Joaz Banbeck wrote:I'm rather disappointed in this one. And, no, not because I got voted off early. ( That's a chance you take when you join up. It is like walking onto a baseball field - if you are not willing to take a bouncer in the face, you shouldn't walk on. )
The rules of the game were substantially different than a normal game of go, and the majority of you never really explored this. You treated it almost like a normal game. You voted off guys because they were willing to go, not because you thought that it would help you win the game. Nobody but me explored the strategies of using voting to win the game.
Not correct, that's just what you read. I voted off those willing to go with that reason because they were on team White. Every vote made was political, and the last two votes were done in collusion with the rest of my "family". To begin with my moves were "even" moves, and as it went on I voted for progressively larger bad moves for White, and made sure that the team were all on the same page, so to speak. I believe Black won the mafia war, not the Go game, and it led to winning on the board also.
Joaz Banbeck wrote:My dissapointment was particularly acute near the end when it was obvious that white was doomed. At that point the only rational attempt by white players to win the game was to start voting for bad black moves. But nobody did. It was like watching a 29K play a ladder all the way across the board, one doomed move after another, with no attempt to understand what is going on or to change it.
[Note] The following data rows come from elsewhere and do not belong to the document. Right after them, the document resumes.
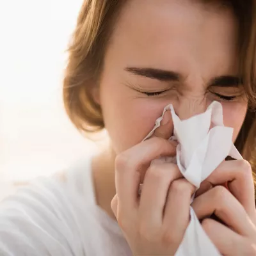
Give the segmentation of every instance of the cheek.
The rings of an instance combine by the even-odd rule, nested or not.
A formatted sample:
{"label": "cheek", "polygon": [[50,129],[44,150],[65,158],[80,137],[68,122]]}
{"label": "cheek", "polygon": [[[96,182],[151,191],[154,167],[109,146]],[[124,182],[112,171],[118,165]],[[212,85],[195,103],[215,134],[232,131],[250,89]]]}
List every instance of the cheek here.
{"label": "cheek", "polygon": [[247,111],[246,102],[227,102],[222,104],[224,125],[234,128],[233,142],[236,141],[244,120]]}
{"label": "cheek", "polygon": [[153,129],[168,102],[134,98],[124,86],[104,84],[100,104],[112,147],[116,154],[141,142]]}

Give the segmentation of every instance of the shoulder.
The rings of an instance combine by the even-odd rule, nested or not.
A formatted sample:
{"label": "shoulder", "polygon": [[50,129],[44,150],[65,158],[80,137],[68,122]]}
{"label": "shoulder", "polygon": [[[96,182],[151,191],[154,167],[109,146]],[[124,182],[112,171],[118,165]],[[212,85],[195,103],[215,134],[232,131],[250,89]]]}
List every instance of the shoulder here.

You remaining white players did not know if you were the majority or not. But you knew that you could not possibly win on the board with normal moves. Your only chance to win was to vote for a bad black move and hope that you had enough votes. And you didn't even try.
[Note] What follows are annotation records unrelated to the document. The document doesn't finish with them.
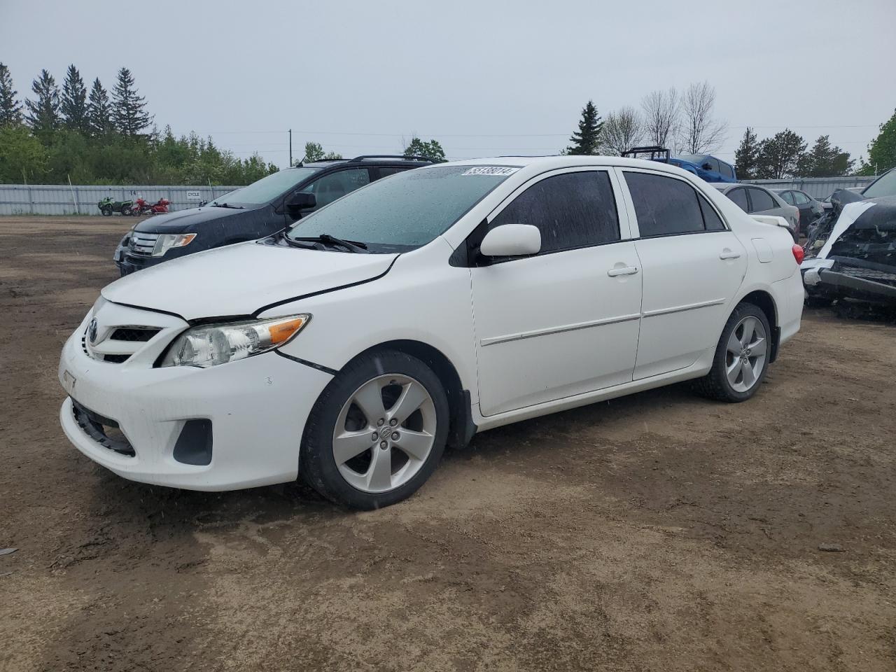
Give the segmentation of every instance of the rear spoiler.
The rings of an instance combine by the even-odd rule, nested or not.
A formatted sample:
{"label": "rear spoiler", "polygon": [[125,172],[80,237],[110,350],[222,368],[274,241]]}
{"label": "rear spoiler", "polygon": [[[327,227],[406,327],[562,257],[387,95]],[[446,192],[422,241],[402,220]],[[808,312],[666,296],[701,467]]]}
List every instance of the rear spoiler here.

I can't comment on White, but this wasn't the case for Black.
Joaz Banbeck wrote:What is the point in playing a game like this if you are not going to try to win with all the tools that you have? Would you play chess but refuse to move your queen more than one space? Would you play basketball but never try a 3-pointer? Those used to be the rules: the queen moved one space, and a bucket was two points. But when new possibilities were added, people used them.